Le gouvernement a présenté le 3 mars un plan de soutien à l’industrie agroalimentaire. Doté de 500 millions d’euros, ce plan vise à aider les entreprises à supporter la flambée de leurs coûts de production. Le gouvernement souhaiterait aussi que ces entreprises se regroupent pour réaliser quelques économies d’échelle.

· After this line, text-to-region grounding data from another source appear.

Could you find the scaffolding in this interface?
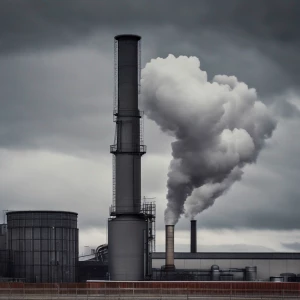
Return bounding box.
[141,201,156,253]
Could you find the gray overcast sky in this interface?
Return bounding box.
[0,0,300,253]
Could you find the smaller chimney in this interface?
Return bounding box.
[190,220,197,253]
[165,225,175,270]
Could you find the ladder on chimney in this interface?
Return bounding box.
[112,155,116,214]
[140,111,144,147]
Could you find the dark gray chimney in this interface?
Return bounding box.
[190,220,197,253]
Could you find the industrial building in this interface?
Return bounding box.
[104,34,300,284]
[0,34,299,287]
[79,219,300,282]
[152,220,300,282]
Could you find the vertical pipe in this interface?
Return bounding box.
[190,219,197,253]
[165,225,175,269]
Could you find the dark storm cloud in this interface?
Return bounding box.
[1,0,299,47]
[1,0,299,95]
[0,0,300,237]
[0,47,114,154]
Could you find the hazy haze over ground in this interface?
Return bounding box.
[0,0,300,254]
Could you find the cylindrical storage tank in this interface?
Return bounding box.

Les industriels avaient tiré le signal d’alarme à plusieurs reprises. Depuis le début de la guerre en Ukraine, le prix de l’énergie, qui entre pour une grande partie de leurs coûts de production, a littéralement explosé. En septembre dernier, Jean-Philippe André, président de l’Association nationale des industries alimentaires (Ania) citait le cas d’une entreprise de la charcuterie pour qui le coût de l'énergie était passé de 2,5 millions d’euros (M€) en 2021 à 6 M€ en 2022 et qui prévoyait une facture de 14 M€ en 2023. Le gouvernement a semble-t-il pris en compte ces appels de détresse. Craignant « une année noire pour le secteur », le ministre délégué à l’Industrie, Roland Lescure, a présenté, au ministre de l’Agriculture, Marc Fesneau, un plan d’urgence de 500 millions d’euros (M€). Cette somme permettra d’alimenter les entreprises en fonds propres et « devra aussi les engager à investir et se moderniser », ont indiqué les deux ministres. L’objectif est ici de trouver des modes de productions moins gourmands en énergie. Autrement dit aller vers la transition énergétique et parfois numérique comme les agriculteurs ont déjà entamé leur troisième révolution, « robotique, numérique et génétique », selon l’expression de l’ancien ministre de l’Agriculture Julien Denormandie. Roland Lescure et Marc Fesneau souhaitent d’ailleurs que les industries agroalimentaires (IAA) aillent vers cette modernité. « Notre industrie est assez innovante dans les produits ou les emballages. Mais elle le reste peu en matière de process. On a l’industrie agroalimentaire la moins robotisée d’Europe », a affirmé le ministre délégué à l’Industrie.
« Créer des champions »
Une partie des 500 millions pourrait aussi être utilisée au rachat de la concurrence. « Il nous faut créer des champions à la fois sur le marché domestique et à l’international », a souligné Roland Lescure. Il est aujourd’hui très difficile pour une PME française de l’agroalimentaire de devenir une entreprise de taille intermédiaire (ETI1). D'autres mesures de soutien à l'export seront présentées « prochainement » par le ministre du Commerce extérieur, Olivier Becht, pour accompagner les industriels à mieux valoriser leurs produits à l'étranger. En France, « l'industrie agroalimentaire est passée du deuxième au sixième rang des exportateurs agroalimentaires mondiaux en quelques années » et « lorsque l'on retire les vins et spiritueux, nous sommes déficitaires », a déclaré Roland Lescure. Ces 500 millions suffiront-ils à redynamiser une filière agroalimentaire plombée, comme les entreprises agricoles de l’amont, par la hausse des charges ? Selon Christiane Lambert, présidente de la FNSEA, « les charges des agriculteurs ont augmenté de 35 % sur deux ans », a-t-elle déclaré le 12 mars sur Europe 1. Un rapport de l'Inspection générale des finances de novembre 2022 indiquait, quant à lui, que la rentabilité du maillon industriel, calculée via son excédent brut d'exploitation (EBE), s'était écroulée de 16 % entre 2019 et le premier semestre 2022. Cela « grève les investissements pour la modernisation, la décarbonation et la transition écologique des filières », a relevé le gouvernement. La veille de l’ouverture du Salon de l’agriculture, la FNSEA, la Coopération agricole (LCA) et l’Ania avaient lancé un appel au secours pour limiter le coût de l’énergie et éviter ainsi la disparition d’entreprises et la rupture de la production. Si ce plan fait « écho au rapport sur l’industrie que nous avions remis début février au ministre », a déclaré Dominique Chargé, président de LCA, il ne pourrait bien être qu’une première étape.